Today is World Health Day, an event held on the 7th April every year since 1950 to mark the founding of the World Health Organisation and an opportunity to draw worldwide attention to a subject of major importance to global health.
Antimicrobial resistance: no action today no cure tomorrow
This year the World Health Organisation has devoted World Health Day toantimicrobial resistance. This is a problem that is becoming more widespread as bacteria, viruses and parasites develop resistance to antibiotic. Antibiotics and antimicrobial drugsa have changed human history since their introduction in the 1940s, reducing the burden of major diseases such as syphilis, tuberculosis (TB), and leprosy.
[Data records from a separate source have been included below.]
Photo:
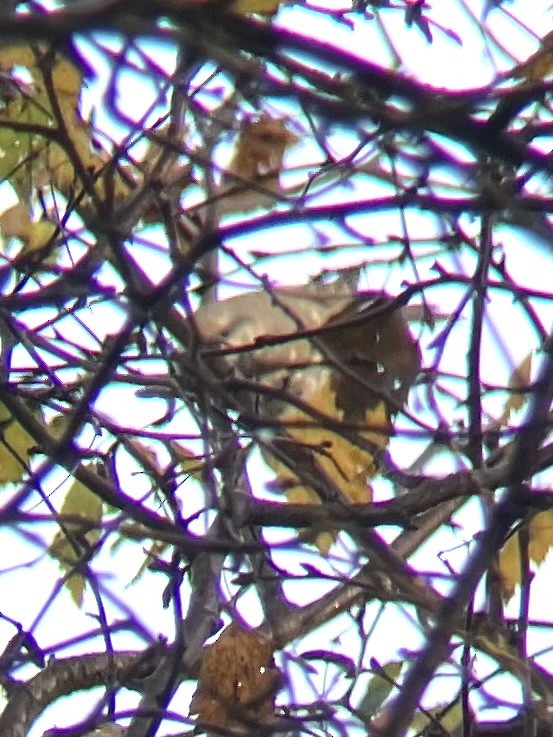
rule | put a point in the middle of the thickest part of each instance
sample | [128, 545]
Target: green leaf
[71, 543]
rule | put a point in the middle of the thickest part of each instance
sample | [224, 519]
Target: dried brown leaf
[238, 680]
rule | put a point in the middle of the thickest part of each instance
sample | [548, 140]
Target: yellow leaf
[15, 447]
[510, 570]
[70, 549]
[67, 78]
[540, 536]
[261, 7]
[538, 66]
[378, 689]
[35, 235]
[333, 457]
[519, 383]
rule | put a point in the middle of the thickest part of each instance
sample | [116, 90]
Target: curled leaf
[15, 447]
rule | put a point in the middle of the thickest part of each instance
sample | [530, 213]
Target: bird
[326, 366]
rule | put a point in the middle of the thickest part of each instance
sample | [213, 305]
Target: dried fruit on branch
[238, 681]
[332, 391]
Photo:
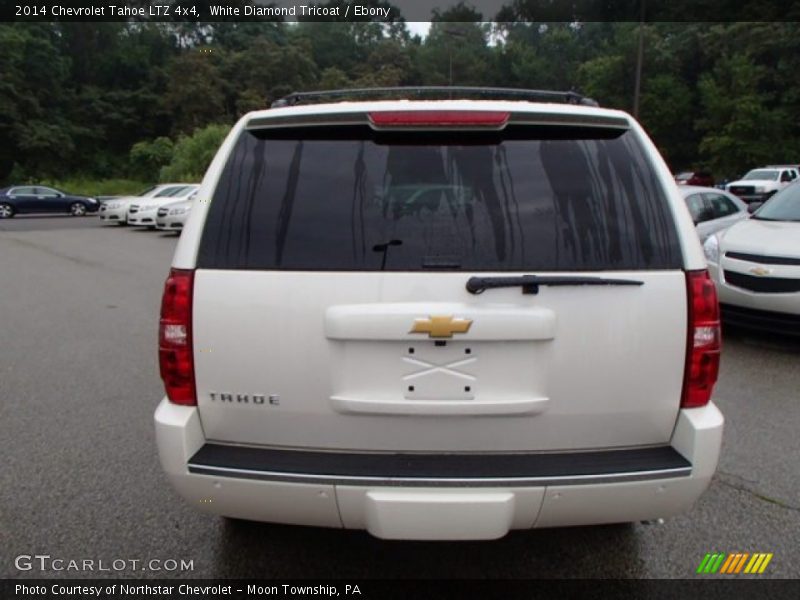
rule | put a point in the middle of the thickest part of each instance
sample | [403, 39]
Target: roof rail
[447, 92]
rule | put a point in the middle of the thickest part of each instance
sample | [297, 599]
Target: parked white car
[439, 319]
[756, 266]
[759, 184]
[713, 210]
[116, 209]
[143, 213]
[172, 216]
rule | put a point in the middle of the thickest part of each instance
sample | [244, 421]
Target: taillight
[175, 338]
[703, 347]
[439, 118]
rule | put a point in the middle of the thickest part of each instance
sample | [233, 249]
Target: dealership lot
[79, 382]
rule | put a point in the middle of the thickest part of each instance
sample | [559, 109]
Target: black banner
[708, 589]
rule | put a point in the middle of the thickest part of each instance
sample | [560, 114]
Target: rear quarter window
[347, 198]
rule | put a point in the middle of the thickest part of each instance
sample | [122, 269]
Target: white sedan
[116, 209]
[756, 266]
[143, 214]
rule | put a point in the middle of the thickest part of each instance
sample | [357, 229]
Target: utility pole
[639, 60]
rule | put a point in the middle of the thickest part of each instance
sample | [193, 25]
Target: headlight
[711, 249]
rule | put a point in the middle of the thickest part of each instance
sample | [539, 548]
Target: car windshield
[349, 198]
[783, 206]
[762, 174]
[170, 191]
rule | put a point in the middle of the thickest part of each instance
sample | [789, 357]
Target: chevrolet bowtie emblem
[441, 326]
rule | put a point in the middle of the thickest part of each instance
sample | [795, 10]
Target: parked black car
[27, 199]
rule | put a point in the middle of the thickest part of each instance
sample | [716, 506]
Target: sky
[419, 28]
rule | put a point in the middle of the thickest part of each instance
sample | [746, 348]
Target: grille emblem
[439, 326]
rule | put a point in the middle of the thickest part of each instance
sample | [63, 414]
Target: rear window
[348, 198]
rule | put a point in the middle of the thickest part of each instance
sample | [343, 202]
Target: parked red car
[700, 178]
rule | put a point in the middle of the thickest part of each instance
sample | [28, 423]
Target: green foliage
[193, 154]
[86, 186]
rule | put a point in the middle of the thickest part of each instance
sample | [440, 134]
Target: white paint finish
[770, 238]
[393, 321]
[438, 514]
[261, 332]
[566, 506]
[697, 436]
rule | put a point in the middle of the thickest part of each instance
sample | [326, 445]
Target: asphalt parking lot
[80, 479]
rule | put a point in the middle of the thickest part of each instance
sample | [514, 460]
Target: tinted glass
[170, 191]
[148, 192]
[348, 198]
[721, 206]
[763, 175]
[696, 206]
[783, 206]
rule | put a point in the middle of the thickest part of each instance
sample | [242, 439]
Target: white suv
[439, 319]
[759, 185]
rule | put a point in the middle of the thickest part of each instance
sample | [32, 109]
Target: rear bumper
[762, 320]
[445, 497]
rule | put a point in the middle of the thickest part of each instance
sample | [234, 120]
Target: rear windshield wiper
[530, 283]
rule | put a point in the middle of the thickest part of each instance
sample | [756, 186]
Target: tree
[194, 153]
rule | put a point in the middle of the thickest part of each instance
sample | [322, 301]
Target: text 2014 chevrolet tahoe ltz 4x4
[439, 319]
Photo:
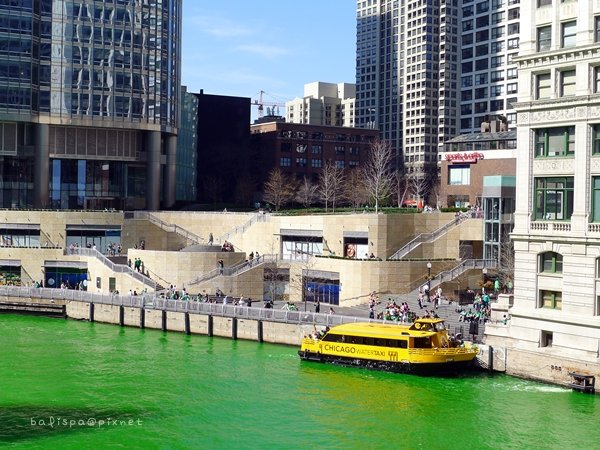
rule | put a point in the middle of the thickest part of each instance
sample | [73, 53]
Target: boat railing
[437, 351]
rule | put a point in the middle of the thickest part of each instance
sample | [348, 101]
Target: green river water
[68, 385]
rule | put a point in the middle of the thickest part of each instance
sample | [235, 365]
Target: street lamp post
[428, 279]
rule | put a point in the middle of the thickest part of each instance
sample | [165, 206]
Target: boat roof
[382, 329]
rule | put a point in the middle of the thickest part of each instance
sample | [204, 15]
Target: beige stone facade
[166, 264]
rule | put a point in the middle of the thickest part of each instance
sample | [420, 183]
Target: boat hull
[448, 368]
But in a statement on the WHO website Margaret Chan raises the prospect of a “post-antibiotic era, in which many common infections will no longer have a cure and will, once again, kill unabated.” This statement underlines the urgency of the issue in malaria and TB in particular – resistance to the latest generation of malaria drugs has been detected and although worldwide deaths from TB are declining, the WHO reports that nearly half a million people last year developed multidrug resistant TB. (This videohighlights the effect of drug-resistant TB in Kazakstan, Lesotho and the Philippines).
A major factor contributing to the growth of antimicrobial resistance is the inappropriate use of medicines and this features in the six point policy package that the WHO proposes to encourage governments to take the right measures to tackle the problem. The package emphasizes the need to regulate medicine use and ensure that patients gain uninterrupted access to essential medicines, to enhance infection prevention and control, as well as developing comprehensive national financial plans, strengthening laboratory and surveillance capacity, and help foster innovation and research into new tools to deal with the problems.